Maëlle est tellement choquée qu’elle doit s’asseoir et elle respire fort en regardant dans le vide. Elle se reprend :
- C’est à cause de la fusion. Ton histoire sentimentale, intime, se répète. C’est un écho. Mais je sais, je sens, que Willem est sincère et pur dans son Amour pour toi. Moi j’ai le I, lui il a le S et le A. J’aurais dû le voir mais je me le suis caché, au fond je pense que je voulais que tout ça arrive, parce que je suis en accord avec tout ce qu’il veut. C’est mon frère, jumeau. Heureusement rien ne dure.
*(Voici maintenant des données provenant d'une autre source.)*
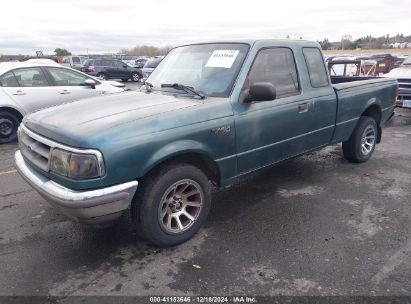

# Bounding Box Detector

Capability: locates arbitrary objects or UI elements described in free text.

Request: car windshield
[402,56,411,65]
[144,58,163,69]
[147,43,249,97]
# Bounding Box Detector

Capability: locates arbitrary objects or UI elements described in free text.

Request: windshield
[402,56,411,65]
[144,58,163,69]
[147,43,249,97]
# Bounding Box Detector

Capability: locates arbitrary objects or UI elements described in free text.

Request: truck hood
[23,92,209,147]
[383,65,411,78]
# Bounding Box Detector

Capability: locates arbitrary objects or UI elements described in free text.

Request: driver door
[235,47,317,175]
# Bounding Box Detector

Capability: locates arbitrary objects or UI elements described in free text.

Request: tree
[54,48,71,56]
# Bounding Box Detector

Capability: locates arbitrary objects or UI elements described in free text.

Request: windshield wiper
[161,83,205,99]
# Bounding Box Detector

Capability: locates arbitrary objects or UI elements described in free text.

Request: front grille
[398,78,411,100]
[19,128,51,172]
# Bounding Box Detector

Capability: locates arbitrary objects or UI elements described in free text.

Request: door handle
[298,102,310,113]
[13,90,26,95]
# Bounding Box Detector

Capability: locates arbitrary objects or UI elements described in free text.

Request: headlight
[50,149,104,179]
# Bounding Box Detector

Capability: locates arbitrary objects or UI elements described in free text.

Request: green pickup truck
[15,39,397,246]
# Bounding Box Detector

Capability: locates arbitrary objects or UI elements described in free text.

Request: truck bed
[331,77,397,142]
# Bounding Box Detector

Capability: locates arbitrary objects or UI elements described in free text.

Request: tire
[131,163,211,247]
[131,72,142,82]
[342,116,378,163]
[0,111,20,144]
[97,73,108,80]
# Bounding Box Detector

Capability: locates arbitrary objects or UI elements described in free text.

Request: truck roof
[180,38,320,47]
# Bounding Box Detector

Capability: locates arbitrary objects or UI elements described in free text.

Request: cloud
[0,0,410,54]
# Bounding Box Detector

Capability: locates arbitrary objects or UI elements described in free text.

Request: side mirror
[84,79,97,89]
[244,82,277,102]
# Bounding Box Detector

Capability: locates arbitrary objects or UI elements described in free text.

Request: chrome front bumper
[14,151,138,224]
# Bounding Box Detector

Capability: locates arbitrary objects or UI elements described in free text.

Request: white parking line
[0,169,17,175]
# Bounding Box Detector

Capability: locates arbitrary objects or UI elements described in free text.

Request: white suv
[0,62,125,143]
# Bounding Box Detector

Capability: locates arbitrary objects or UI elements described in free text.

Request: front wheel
[132,164,211,247]
[342,116,378,163]
[0,111,20,144]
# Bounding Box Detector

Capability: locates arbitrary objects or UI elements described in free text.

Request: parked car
[15,39,397,246]
[143,56,164,81]
[0,62,124,143]
[383,56,411,108]
[60,56,87,70]
[81,59,143,81]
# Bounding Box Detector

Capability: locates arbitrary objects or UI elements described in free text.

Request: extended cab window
[14,68,49,87]
[113,61,126,68]
[0,72,19,87]
[48,68,88,86]
[248,48,300,98]
[303,48,328,88]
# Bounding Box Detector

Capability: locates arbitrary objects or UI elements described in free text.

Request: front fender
[143,139,215,175]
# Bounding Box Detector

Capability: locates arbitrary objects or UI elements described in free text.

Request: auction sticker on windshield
[205,50,240,69]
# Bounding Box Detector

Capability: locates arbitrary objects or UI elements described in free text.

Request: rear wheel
[97,73,107,80]
[132,164,211,247]
[0,111,20,143]
[342,116,378,163]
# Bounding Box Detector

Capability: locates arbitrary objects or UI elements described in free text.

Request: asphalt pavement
[0,88,411,296]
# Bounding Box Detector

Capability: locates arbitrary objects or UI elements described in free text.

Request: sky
[0,0,411,55]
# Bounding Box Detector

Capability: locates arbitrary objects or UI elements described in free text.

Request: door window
[48,68,89,86]
[248,48,300,98]
[113,61,125,68]
[100,60,114,67]
[13,68,49,87]
[303,48,328,88]
[0,72,19,87]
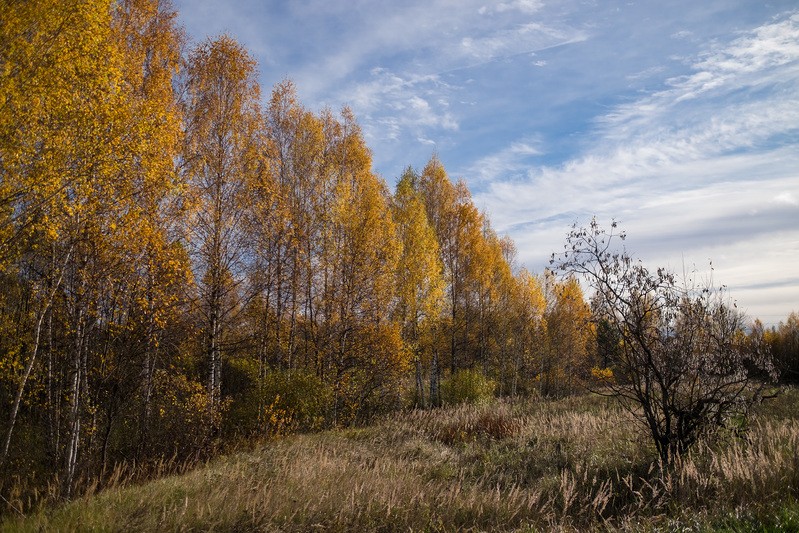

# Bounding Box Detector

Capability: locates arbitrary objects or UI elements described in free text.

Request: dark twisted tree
[551,219,776,465]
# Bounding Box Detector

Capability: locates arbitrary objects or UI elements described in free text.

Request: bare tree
[551,219,776,465]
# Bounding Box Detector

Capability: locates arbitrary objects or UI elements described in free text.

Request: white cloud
[475,10,799,321]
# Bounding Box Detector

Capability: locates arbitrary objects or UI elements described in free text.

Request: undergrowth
[2,392,799,531]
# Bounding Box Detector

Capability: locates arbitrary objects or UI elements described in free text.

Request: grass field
[0,391,799,531]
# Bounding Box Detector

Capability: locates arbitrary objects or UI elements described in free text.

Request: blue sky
[175,0,799,324]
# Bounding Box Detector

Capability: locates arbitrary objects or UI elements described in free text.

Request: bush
[441,369,497,405]
[227,362,333,437]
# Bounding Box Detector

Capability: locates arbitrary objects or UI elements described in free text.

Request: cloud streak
[477,14,799,315]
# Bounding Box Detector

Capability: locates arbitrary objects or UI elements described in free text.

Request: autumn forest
[0,0,799,520]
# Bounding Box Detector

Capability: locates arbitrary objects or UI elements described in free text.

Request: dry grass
[5,388,799,531]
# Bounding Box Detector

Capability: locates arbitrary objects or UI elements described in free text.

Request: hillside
[2,390,799,531]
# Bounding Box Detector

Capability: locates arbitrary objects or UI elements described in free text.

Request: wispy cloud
[477,11,799,320]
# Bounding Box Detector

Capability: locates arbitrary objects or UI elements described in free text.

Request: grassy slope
[2,392,799,531]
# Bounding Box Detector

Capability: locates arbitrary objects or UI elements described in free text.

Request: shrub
[441,369,497,405]
[228,364,333,437]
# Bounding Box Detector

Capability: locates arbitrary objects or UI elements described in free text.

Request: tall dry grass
[5,388,799,531]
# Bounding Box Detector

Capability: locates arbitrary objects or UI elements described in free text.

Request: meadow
[0,390,799,531]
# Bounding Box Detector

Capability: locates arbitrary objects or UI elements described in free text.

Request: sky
[174,0,799,325]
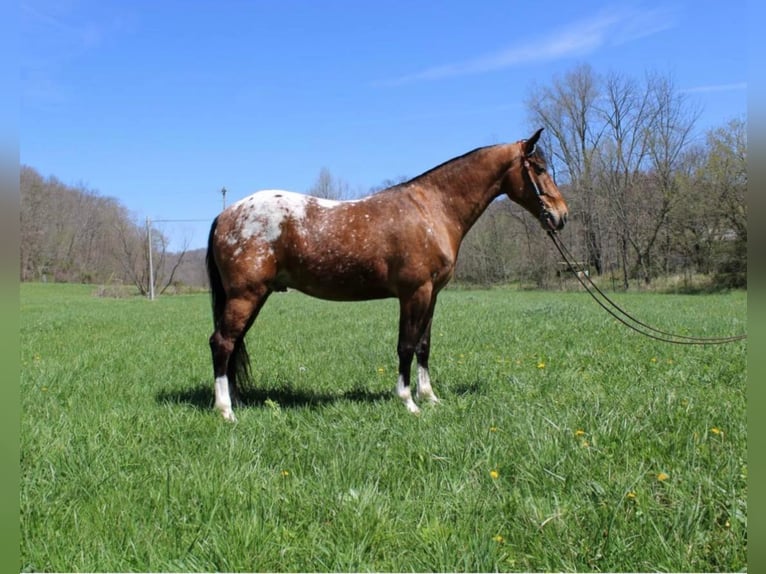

Ça va finir par lui passer, par vous passer, et chacun de votre côté vous pourrez avancer. Maintenant il faut que je rentre. Ton Vincenzo m’attend. Au début je n’était là que pour le sauver mais maintenant je me suis habituée à lui. Je crois même qu’il fait partie de moi maintenant, de mon histoire. Il me construit et je le construis. On se sent exister, ensemble.
- La prochaine fois, viens avec lui, un jour où Willem est là. Il me reste un peu de philtre.
Elle est surprise de ma proposition. Elle intègre et répond :
- C’est trop tôt. Il n’est pas encore prêt. Moi non plus. Où est Willem ?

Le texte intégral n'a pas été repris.